Numerical precision depends on the underlying number type. In .Net, there are 3 choices
double (64bits) and
decimal (128bits). Performance left aside, more precision cannot hurt, right?
My answer is It depends. If the only purpose of your number is to be processed by a machine, then fine, more precision never hurts. But what if a user is supposed to read that number? I did actually encounter this issue while working on a project of mine Re-Dox, reduced design of experiments (an online analytical software). In terms of usability, provide the maximal numerical precision to the user is definitively a very poor idea. Does adding twelve digits to the result of
10/3 = 3.333333333333 makes it more readeable? definitively not.
A very insteresting issue while design analytical software (i.e. software performing some kind of data analysis) is to choose the right number of digits. Smart rounding can be defined as an approach that seeks to provide all significant, but only significant, digits to the user. Although, the notion of “significant” digits is very dependant of the context and carries a lot of uncertainties. Therefore, for the software designer, smart rounding is more likely to be a tradeoff between usability and user requirements.
Providing general rules for smart rounding is hard. But here are the two heuristics that I am using. Both of them rely on user inputs to define the level of precision required. Key insight: since it’s usually not possible to know the accuracy requirements beforehand, the only reliable source of information is the actual user inputs.
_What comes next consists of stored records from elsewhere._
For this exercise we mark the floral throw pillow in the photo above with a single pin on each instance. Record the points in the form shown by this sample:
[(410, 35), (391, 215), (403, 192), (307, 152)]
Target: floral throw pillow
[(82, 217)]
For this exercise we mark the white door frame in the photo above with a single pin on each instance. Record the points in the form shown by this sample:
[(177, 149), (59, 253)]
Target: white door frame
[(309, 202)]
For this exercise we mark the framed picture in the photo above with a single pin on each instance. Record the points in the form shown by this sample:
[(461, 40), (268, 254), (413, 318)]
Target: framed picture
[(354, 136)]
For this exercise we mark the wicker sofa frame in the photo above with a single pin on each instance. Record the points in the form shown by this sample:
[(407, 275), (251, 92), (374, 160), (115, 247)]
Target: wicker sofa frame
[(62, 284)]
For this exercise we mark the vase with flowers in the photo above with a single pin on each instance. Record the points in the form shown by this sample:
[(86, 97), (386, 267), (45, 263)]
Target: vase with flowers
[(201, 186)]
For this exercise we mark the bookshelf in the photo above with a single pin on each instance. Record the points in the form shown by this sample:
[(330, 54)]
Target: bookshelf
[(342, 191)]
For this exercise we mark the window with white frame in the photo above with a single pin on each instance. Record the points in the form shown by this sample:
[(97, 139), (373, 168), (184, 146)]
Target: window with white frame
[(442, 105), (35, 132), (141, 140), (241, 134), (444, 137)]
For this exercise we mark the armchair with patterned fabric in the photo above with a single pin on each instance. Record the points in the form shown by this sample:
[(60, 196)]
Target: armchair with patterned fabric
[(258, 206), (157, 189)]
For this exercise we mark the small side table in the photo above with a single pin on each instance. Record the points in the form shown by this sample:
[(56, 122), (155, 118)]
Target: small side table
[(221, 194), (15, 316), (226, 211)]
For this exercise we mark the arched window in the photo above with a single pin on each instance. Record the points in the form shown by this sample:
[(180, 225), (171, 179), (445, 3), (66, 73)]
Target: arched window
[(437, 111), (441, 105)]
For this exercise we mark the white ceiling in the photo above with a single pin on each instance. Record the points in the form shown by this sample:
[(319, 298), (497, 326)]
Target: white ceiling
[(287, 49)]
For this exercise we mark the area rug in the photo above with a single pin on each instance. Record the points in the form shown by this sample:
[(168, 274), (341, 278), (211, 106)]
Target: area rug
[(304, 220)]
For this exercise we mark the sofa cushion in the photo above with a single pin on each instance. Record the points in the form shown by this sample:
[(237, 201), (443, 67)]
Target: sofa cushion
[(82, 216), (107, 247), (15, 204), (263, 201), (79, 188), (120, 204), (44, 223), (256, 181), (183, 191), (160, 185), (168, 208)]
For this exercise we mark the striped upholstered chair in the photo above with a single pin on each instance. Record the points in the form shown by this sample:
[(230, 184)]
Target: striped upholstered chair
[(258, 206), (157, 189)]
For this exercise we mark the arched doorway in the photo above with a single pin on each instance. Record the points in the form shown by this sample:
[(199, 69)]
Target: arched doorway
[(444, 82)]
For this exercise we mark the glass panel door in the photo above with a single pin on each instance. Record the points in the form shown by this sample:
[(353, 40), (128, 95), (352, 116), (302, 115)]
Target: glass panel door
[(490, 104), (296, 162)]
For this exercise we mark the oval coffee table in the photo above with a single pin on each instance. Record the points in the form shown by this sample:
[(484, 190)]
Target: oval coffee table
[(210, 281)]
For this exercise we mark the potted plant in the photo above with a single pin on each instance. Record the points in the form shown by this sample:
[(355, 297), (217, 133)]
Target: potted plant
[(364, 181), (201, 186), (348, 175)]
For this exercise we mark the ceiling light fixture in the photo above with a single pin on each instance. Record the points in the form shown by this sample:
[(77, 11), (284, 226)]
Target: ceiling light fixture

Heuristic 1 = the number of digits in your outputs must not exceed the number of digits of user input by more than 1 or 2. Ex: If the user input
0.123 then provides a 4 or 5 digits rounding. Caution, do not take the user inputs “as such”, because they can include a lot of dummy digits (ex: the user can cut and past values that look like
10.0000, where the digits is zero and implicitely not significant). The underlying idea is “no algorithm ever creates any information, an algorithm only transform the information”.
Heuristic 2 = increase the number of digits of the heuristic 1 by a number equal to
CeillingOf(log10(N)/2) where N is the number of data inputs. Actually, this formula is simply an interpretation of the Central Limit Theorem (Wikipedia) for the purpose of smart-rounding. Why the need for such bizarre heuristic? The underlying idea is slightly more complicated here. Basically, no matter how you combine the data inputs, the rate of accuracy improvement is bounded. The bound provided here corresponds (somehow) to an “optimistic” approach where the accuracy increase at the maximal possible speed.